University Students Using Hockey Pucks To Protect Against Active Shooters

hockey pucks being given to staff at Oakland University

Preparing for an active shooter is fact of life for many students these days, and one university in Rochester, Michigan has begun promoting a unique idea that will also help them to raise money to better secure their school. 

To better prepare for an active shooter, faculty and students at Oakland University in Michigan have begun arming themselves with hockey pucks to help deter a gunman if they enter their classroom. 
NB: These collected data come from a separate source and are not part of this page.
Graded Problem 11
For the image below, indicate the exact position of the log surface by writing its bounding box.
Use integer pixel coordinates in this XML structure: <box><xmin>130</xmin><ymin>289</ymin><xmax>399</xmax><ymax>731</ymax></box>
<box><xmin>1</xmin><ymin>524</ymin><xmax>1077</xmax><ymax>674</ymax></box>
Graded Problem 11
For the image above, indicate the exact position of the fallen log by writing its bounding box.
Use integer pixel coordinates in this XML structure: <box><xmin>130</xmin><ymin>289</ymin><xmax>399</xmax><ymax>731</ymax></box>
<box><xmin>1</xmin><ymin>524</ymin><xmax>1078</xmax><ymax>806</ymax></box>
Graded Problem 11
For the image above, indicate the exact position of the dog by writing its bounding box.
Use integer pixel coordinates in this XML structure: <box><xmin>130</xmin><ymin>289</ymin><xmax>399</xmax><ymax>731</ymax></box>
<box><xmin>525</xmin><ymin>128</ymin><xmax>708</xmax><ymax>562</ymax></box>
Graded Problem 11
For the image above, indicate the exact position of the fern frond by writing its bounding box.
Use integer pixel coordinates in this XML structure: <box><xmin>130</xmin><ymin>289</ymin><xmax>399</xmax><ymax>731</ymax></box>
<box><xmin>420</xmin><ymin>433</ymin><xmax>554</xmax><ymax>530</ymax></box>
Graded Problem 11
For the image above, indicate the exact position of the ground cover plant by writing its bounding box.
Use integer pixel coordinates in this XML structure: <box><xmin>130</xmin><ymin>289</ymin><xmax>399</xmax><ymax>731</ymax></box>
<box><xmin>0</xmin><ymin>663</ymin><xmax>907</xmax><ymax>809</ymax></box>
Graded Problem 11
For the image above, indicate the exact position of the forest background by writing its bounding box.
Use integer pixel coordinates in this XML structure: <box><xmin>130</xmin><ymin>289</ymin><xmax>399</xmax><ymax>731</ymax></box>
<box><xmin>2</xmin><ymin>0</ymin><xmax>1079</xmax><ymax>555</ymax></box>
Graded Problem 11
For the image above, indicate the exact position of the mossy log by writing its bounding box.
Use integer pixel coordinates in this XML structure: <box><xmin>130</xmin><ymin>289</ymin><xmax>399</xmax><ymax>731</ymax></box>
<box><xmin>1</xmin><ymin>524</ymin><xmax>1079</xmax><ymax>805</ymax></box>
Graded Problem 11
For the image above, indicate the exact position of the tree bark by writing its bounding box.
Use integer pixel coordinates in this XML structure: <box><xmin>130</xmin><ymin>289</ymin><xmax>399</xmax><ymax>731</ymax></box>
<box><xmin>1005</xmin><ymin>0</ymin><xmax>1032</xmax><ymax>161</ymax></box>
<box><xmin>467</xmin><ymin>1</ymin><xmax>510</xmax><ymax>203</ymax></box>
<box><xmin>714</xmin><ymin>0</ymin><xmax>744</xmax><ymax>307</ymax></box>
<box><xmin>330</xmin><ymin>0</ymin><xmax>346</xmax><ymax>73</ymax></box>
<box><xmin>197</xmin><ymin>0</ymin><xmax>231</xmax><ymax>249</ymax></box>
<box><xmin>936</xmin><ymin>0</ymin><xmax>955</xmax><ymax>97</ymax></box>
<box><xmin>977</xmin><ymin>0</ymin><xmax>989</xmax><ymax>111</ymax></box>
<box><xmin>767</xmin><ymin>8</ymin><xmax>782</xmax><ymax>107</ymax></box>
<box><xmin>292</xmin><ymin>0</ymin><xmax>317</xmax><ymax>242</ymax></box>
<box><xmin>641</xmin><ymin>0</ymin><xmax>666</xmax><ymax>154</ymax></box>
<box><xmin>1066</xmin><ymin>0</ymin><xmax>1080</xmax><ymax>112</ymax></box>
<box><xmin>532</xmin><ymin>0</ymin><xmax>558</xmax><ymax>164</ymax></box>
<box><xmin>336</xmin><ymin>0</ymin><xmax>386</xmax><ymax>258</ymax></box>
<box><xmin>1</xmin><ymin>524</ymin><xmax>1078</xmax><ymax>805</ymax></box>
The quirky self-defense idea grew out of a training session held for students, faculty and staff at the university by University Police Chief Mark Gordon. During one training session, a participant asked Gordon what people could possibly bring to campus that would allow them to be better prepared to fight if they needed to. 

Because the campus has a "no-weapons" policy, Gordon's advice was for people to get creative and be ready to throw something - anything - at the shooter that might distract the gunman. At one point, he mentions a hockey puck in the long list of items like staplers, and laptops. 

"It was just kind of a spur-of-the-moment idea that seemed to have some merit to it and it kind of caught on," Gordon said. 

Tom Descenna, a professor at the university who also acts as the president of the faculty union, spearheaded an effort to purchase 2,500 hockey pucks and distribute them to union members and students. 

The hockey pucks have a dual-purpose. They're also being used to help raise money for the university to fund the installation of interior locks on classroom doors. Some of the doors at the university are only lockable from the hallway. Each puck has a printed number that people can enter on the university's website to donate money for the new locks. 

"We know locking the classroom, in and of itself, is a big deterrent" to a shooter being able to enter the room, Gordon said. 

The 2007 shootings at Virginia Tech and other recent school shootings inspired Oakland University to help students prepare for a possible active shooter and defend themselves should the opportunity present itself. 

Gordon said the university's training sessions for active shooters focuses on telling people to flee first, and then, if that's not possible, to try and hide from the shooter. Fighting back with (or without) a hockey puck is "an absolute last strategy" Gordon said. 

“Anything that you can throw that’s heavy and will cause damage, cause injury is the bottom line of what you’re trying to do," he said. "(A hockey puck) was just a thing that we suggested that could possibly work, especially when you have 20 or 30 people in a classroom and they all throw hockey pucks at the same time, it would be quite the distraction."